Reverse-prenylated phenolic compounds are an abundant class of bioactive plant natural products. Hyperixanthone A, an inhibitor of multidrug-resistant Staphylococcus aureus, is a polyprenylated xanthone carrying
two forward geminal and one reverse prenyl group. Although prenyltransferases responsible for the forward
prenylations were identified, the final reverse prenylation reaction remained elusive. No plant enzyme catalyzing reverse prenylation of an aromatic carbon has been described so far. Here we use metabolic profiling
and transcriptomic information from Hypericum perforatum and H. sampsonii to identify homologous
enzymes involved in the formation of reverse-prenylated xanthones and characterize their functions using
in vitro, in vivo, and in silico approaches. The identified enzymes are non-canonical UbiA-type prenyltransferases, which surprisingly catalyze both forward and reverse prenylations with different regioselectivities.

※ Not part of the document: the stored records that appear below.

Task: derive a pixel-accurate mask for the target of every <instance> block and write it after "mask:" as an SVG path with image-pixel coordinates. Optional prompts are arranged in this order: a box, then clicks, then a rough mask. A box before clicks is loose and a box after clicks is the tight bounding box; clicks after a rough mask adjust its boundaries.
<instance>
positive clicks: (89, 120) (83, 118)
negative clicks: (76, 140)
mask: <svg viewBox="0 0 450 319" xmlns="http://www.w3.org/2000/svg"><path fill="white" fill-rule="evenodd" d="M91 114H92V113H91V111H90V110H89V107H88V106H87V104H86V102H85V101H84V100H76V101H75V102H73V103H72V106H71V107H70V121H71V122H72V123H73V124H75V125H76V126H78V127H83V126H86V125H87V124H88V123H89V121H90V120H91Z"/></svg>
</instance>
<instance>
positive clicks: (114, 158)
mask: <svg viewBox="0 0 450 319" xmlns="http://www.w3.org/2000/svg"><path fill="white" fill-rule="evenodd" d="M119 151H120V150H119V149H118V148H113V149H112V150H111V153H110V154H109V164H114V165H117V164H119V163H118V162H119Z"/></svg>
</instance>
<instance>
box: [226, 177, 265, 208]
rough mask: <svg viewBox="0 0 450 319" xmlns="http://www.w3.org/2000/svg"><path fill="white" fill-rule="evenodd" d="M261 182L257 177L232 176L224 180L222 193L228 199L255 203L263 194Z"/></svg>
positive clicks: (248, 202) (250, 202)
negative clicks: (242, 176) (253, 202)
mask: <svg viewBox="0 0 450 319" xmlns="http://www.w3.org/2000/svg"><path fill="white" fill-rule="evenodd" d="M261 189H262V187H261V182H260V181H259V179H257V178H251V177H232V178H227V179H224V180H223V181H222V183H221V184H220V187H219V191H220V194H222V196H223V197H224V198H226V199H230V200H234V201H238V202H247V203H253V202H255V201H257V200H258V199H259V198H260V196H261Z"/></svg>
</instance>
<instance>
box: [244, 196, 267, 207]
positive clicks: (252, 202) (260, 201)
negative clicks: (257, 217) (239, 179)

Reconstruction of the enzyme cascade in Saccharomyces cerevisiae and Nicotiana benthamiana confirmed
reverse-prenylated hyperixanthone A as the major product. Molecular modeling and docking simulations
supported by site-directed mutagenesis suggest two distinct binding modes, which enable forward and
reverse prenylations and provide a rationale for the preferred catalysis of the reverse prenyl transfer reaction. The identification of reverse prenylation augments the repertoire of reactions catalyzed by
membrane-bound UbiA-type plant aromatic prenyltransferases. The insights also provide a new tool for the
biotechnological modification of pharmaceutically valuable natural products.